Bibliophiliac is the space where one passionate, voracious reader reflects on books and the reading life. You will find reviews, analysis, links, and reflections on poetry and prose both in and out of the mainstream.

A book must be the axe for the frozen sea within us. Franz Kafka

Thursday, February 11, 2010

Phineas Redux

Phineas Redux is getting juicy now, nearly 300 pages in. I am struck by how relevant Trollope is -- really. Early on the novel is rough going, since it is mostly about internecine battles between two political parties (nothing like our political system). Oh, and there is a corrupt press, partisan in the extreme (Mr. Quintus Slide, editor of The People's Banner, has conveniently switched political allegiance). A mad, bad husband writes a libelous letter, the publication of which he hopes will force his estranged wife to return to him. The newspaper editor, Slide, claims a moral imperative (something like that of the esteemed National Enquirer) which necessitates public probing into the private lives of the privileged few.

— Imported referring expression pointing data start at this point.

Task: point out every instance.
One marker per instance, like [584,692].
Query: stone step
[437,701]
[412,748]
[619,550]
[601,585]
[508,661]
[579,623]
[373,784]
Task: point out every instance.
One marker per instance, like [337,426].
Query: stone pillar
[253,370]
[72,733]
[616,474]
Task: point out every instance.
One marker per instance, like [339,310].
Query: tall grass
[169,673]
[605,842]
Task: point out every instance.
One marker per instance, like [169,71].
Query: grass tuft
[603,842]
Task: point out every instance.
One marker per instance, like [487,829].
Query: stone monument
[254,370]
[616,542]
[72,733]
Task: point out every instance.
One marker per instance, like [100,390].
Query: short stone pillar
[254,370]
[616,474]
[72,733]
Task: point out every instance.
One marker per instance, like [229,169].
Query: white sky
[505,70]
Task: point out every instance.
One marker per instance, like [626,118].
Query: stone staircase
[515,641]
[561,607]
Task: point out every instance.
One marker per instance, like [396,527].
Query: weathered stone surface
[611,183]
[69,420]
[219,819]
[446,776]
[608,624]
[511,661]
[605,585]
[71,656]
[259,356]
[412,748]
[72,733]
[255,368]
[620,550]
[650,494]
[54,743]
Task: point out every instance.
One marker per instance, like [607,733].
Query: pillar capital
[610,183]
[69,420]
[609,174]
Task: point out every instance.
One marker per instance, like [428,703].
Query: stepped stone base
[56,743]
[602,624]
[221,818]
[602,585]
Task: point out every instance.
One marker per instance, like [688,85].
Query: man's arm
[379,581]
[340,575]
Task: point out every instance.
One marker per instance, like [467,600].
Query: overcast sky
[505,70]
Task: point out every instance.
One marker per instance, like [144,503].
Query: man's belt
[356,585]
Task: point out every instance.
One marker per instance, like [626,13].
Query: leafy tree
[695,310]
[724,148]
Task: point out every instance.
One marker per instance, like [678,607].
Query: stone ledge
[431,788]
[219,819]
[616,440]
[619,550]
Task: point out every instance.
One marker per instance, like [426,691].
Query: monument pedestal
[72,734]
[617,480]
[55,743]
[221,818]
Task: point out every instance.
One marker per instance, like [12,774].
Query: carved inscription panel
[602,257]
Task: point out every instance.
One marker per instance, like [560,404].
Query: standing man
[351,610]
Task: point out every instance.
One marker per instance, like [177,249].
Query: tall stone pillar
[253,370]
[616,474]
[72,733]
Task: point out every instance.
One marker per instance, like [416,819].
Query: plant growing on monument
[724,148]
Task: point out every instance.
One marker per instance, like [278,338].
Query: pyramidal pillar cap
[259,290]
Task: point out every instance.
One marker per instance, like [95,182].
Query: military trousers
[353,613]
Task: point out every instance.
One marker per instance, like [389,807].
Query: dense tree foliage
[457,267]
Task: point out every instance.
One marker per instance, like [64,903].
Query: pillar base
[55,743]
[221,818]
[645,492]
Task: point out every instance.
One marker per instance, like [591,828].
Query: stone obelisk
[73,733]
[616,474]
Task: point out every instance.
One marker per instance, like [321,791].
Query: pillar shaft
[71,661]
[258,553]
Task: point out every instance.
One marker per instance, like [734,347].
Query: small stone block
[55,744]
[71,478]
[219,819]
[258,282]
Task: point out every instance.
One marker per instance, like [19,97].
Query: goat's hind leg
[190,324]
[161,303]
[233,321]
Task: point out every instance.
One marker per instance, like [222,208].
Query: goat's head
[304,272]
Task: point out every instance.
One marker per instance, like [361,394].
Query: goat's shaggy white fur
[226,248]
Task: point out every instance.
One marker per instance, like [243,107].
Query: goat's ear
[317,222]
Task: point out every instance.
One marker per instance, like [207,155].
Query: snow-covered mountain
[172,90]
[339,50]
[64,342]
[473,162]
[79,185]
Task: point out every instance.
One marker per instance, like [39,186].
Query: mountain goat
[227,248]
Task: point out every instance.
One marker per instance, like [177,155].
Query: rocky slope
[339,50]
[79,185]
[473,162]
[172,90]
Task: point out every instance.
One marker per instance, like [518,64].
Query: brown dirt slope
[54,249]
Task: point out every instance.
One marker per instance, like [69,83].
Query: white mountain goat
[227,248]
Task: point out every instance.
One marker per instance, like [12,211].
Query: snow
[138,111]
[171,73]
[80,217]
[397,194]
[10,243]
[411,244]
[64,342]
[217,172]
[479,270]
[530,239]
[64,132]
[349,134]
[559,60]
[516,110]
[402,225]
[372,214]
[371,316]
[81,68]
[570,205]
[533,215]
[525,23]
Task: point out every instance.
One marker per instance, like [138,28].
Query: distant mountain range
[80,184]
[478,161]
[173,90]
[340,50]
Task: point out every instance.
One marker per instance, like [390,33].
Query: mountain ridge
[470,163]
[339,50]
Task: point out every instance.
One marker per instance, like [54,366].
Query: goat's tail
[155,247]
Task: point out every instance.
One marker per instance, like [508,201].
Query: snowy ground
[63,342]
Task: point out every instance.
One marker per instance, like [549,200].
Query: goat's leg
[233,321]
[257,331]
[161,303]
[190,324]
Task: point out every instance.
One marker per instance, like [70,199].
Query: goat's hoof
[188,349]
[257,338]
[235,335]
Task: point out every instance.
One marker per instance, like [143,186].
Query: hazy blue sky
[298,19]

Trollope shows a compassionate awareness of the unfair tyranny of bad husbands over unhappy wives. In related subplots, the deliciously named Duke of Omnium is at death's door, his beloved Madame Max Goesler attends the Duke, and an unscrupulous suitor eyes Madame Max.


Scriptor Senex said...

Even for someone used to UK politics some of the bits of Trollope are hard going at times. As you say, it's well worth ploughing through some of the difficult bits for the beauty of his writing and the way in which he was before his time in some of his liberal views.

bibliophiliac said...

Now that I have finished the novel, I'm even more in love with Phineas Finn, and with Trollope. And I love the fact that Phineas marries Madame Goesler in the end!